Printout from computer file. One name and some material deleted on second page because -- as the remaining context shows -- I was not absolutely sure on the point. The surrounding context is preserved to indicate the general nature of the deletion. jtc/jan 23 1995
November 23, 1993
MEMO FOR THE RECORD
SUBJECT: Meeting at Air & Space Museum
FROM: John T. Correll
At the request of Dr. Martin Harwit, Director of the Air & Space Museum, Monroe Hatch and I met over lunch November 19 with him and two of his colleagues, Dr. Tom D. Crouch, chairman of the Aeronautics Department and Dr. Michael J. Neufeld, curator of the Enola Gay Exhibit.
The expectation is that the exhibit will open in May 1995 and run for maybe seven months. At the time of our meeting on November 19, the July concept paper we had seen still reflected the plan for the exhibition, according to Dr. Neufeld.
We said the concept paper was not balanced, and that it did not provide adequate background or accurately depict the context in which the decision to drop the bomb was made. All three museum people (especially Crouch) said that the concept included all of these things. We said there is a huge difference in impact between a few words in the script and an emotion-grabbing artifact like a little girl's burned lunch box.
We also said the concept goes out of its way to spotlight Japanese suffering, with major focus on death and destruction as seen from the ground. Harwit said the exhibit would show GIs suffering as well. Correll asked if it would show GIs dead. Harwit seemed taken aback, did not answer. We made an issue of the emotional impact of the school child's lunch box and pointed out that there was nothing on the other side for balance. Harwit asked what we had in mind. We mentioned several possibilities of Japanese behavior.
Harwit dismissed those suggestions, saying the exhibit should not show Japanese atrocities because that would make Enola Gay mission appear to be one of revenge -- i.e., unfair to the Americans! (This was one of two instances when the Air & Spacers rejected content that we would regard as balance on the pretext that it was unfair to Americans.) Furthermore, Harwit (supported by Neufeld) said the airplane itself was a dominating "militaristic" and "macho" element in the exhibit. We challenged that interpretation, but Harwit said the Japanese would see it as he said. (After lunch, Harwit introduced us to a staff member, Jo Anne ________, who has been assigned to keep frequent contact with crew members of Enola Gay and Bock's Car, both for general liaison and to seek memorabilia for the exhibit.)

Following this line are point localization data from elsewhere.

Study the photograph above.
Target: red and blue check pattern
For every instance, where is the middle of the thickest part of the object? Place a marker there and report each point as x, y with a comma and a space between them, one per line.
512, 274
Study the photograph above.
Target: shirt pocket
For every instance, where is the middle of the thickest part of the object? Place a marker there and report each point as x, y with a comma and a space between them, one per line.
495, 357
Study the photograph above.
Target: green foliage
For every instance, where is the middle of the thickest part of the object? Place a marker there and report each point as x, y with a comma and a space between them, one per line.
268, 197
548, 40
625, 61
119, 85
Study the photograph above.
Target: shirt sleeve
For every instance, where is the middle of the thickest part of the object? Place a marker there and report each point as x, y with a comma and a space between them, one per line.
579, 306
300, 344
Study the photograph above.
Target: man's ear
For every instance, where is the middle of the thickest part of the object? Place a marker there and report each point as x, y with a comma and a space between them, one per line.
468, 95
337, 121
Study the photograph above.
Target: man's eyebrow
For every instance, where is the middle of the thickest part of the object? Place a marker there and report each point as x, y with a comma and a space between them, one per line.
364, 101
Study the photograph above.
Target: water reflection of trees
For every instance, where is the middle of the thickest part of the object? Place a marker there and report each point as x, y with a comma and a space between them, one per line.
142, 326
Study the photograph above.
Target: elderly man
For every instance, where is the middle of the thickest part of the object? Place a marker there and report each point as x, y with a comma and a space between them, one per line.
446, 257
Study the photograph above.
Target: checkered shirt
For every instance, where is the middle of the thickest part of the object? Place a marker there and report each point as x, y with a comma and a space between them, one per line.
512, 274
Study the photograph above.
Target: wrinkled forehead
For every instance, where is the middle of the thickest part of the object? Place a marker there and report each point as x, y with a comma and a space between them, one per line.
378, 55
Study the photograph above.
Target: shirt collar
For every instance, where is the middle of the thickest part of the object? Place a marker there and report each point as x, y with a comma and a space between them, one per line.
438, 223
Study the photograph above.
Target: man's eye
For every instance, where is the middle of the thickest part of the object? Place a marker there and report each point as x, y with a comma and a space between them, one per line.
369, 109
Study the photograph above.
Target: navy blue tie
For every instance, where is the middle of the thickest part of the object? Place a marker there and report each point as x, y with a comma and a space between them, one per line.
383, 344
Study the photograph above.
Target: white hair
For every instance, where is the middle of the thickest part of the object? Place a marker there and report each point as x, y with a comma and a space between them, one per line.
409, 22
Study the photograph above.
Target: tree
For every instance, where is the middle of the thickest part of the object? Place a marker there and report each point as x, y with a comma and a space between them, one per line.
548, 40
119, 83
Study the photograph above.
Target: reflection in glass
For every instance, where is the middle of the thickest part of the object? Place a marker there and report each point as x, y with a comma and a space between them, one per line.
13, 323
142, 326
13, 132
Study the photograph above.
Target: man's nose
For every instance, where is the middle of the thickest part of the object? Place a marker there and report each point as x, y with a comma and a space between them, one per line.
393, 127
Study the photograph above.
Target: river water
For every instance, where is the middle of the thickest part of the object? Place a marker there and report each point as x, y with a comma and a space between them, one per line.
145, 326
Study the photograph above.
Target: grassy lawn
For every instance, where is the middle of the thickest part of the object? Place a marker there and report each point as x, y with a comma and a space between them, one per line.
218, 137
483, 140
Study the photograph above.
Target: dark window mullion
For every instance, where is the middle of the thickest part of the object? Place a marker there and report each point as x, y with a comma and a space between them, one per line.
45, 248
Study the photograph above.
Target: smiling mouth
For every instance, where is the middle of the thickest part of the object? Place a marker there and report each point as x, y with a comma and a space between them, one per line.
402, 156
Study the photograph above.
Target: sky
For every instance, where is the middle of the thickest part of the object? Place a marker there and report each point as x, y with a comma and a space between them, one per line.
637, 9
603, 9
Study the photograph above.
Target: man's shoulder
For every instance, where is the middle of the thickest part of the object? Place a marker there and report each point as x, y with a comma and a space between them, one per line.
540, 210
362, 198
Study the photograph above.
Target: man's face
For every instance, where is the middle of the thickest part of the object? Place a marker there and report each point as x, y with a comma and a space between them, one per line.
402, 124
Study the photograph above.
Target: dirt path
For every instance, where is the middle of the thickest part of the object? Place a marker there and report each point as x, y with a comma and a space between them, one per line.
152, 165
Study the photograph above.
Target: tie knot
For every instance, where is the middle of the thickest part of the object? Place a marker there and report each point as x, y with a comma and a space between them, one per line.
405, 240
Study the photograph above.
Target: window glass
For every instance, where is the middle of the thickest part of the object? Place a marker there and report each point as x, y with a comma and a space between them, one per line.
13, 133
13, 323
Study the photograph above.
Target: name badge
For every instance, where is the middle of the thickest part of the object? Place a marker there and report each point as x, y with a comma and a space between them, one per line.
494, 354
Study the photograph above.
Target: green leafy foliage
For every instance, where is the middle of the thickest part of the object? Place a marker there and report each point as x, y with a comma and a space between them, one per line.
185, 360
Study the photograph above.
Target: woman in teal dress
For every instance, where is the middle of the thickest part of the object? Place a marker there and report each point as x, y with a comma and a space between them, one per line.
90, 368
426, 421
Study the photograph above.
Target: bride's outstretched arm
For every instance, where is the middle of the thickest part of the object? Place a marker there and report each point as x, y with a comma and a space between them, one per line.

Neufeld acknowledged that his low US casualty estimate (20-30,000) was for invasion of the southern island only, and only for the first month at that. He said higher casualty estimates -- such as the often-cited 500,000 -- could not be used because veterans groups use a figure of 1-2 million (??!!) and would not be satisfied with anything lower. The solution, therefore, is not to use any casualty estimate -- conveniently eliminating a the impact of a key point in the decision to drop the bomb. This, like Harwit's reluctance on Japanese atrocities, just happens to tilt the balance toward the point we believe they are really trying to make, and to which we object.

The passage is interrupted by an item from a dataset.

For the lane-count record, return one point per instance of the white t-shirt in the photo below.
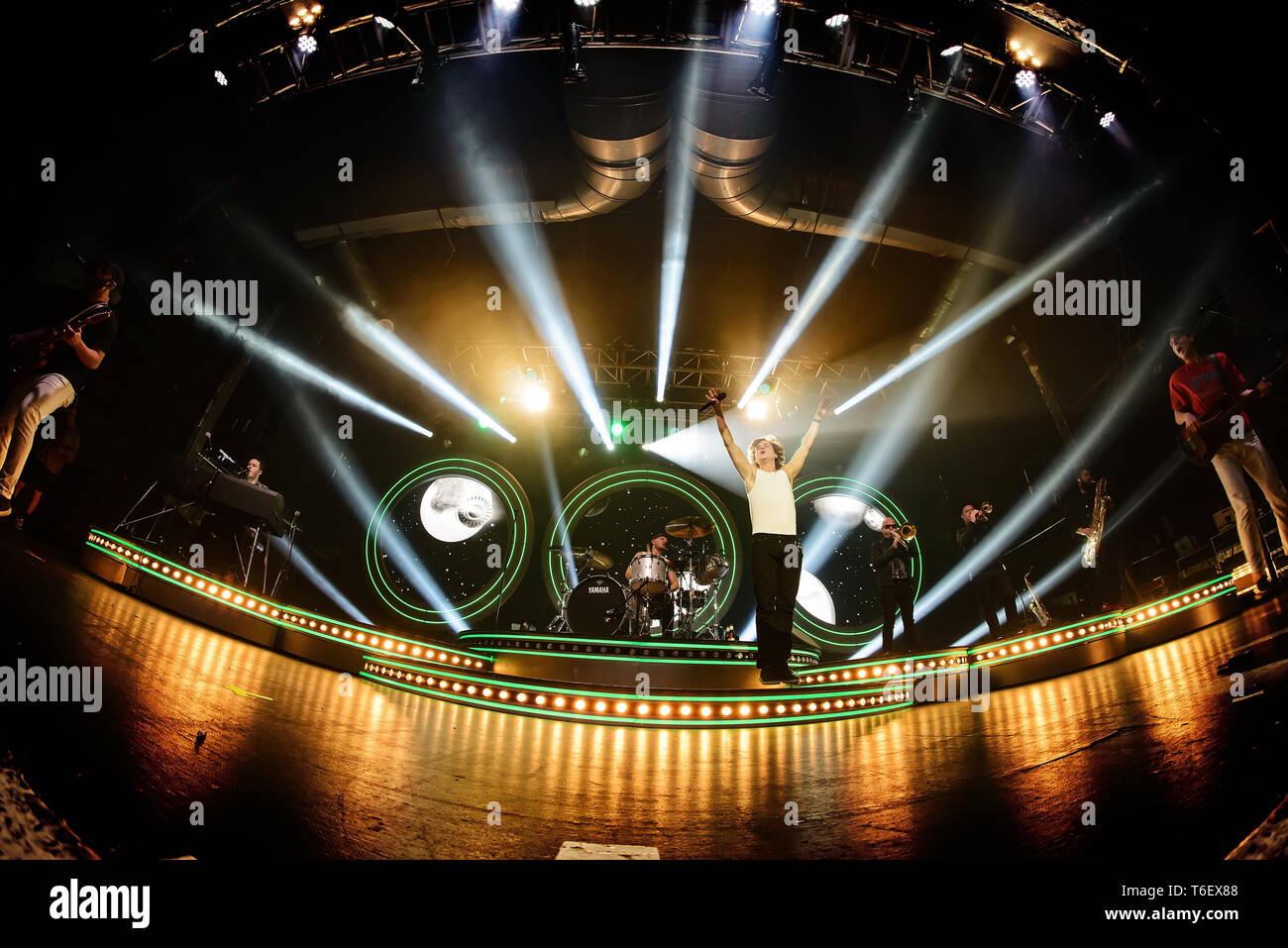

I understood [name deleted] (who was sitting next to me) to say that [16 words deleted]. Somebody across the table immediately introduced another topic, so I did not have a chance to confirm with [name deleted] that he had indeed said what I thought I heard.
Harwit heaped praise on enlightenment of the Japanese. He said one of the mayors (Hiroshima or Nagasaki) had almost been assassinated for saying the Emperor was wrong in not acting sooner to end the war. Harwit indicated the mayor may say something along those lines in his recorded presentation in the exhibit. Correll asked if either of the mayors intended to say that Japan had also been wrong in starting the war. (Of course not.)
After lunch, Harwit had the staff make photocopies for us of the exhibit gallery floor plan as presently conceived. He said this was tentative and not for general circulation. When asked about the "Conclusion" segment, Harwit said it was not final but would probably cover "radiation sickness" and evolution of the "nuclear arms race."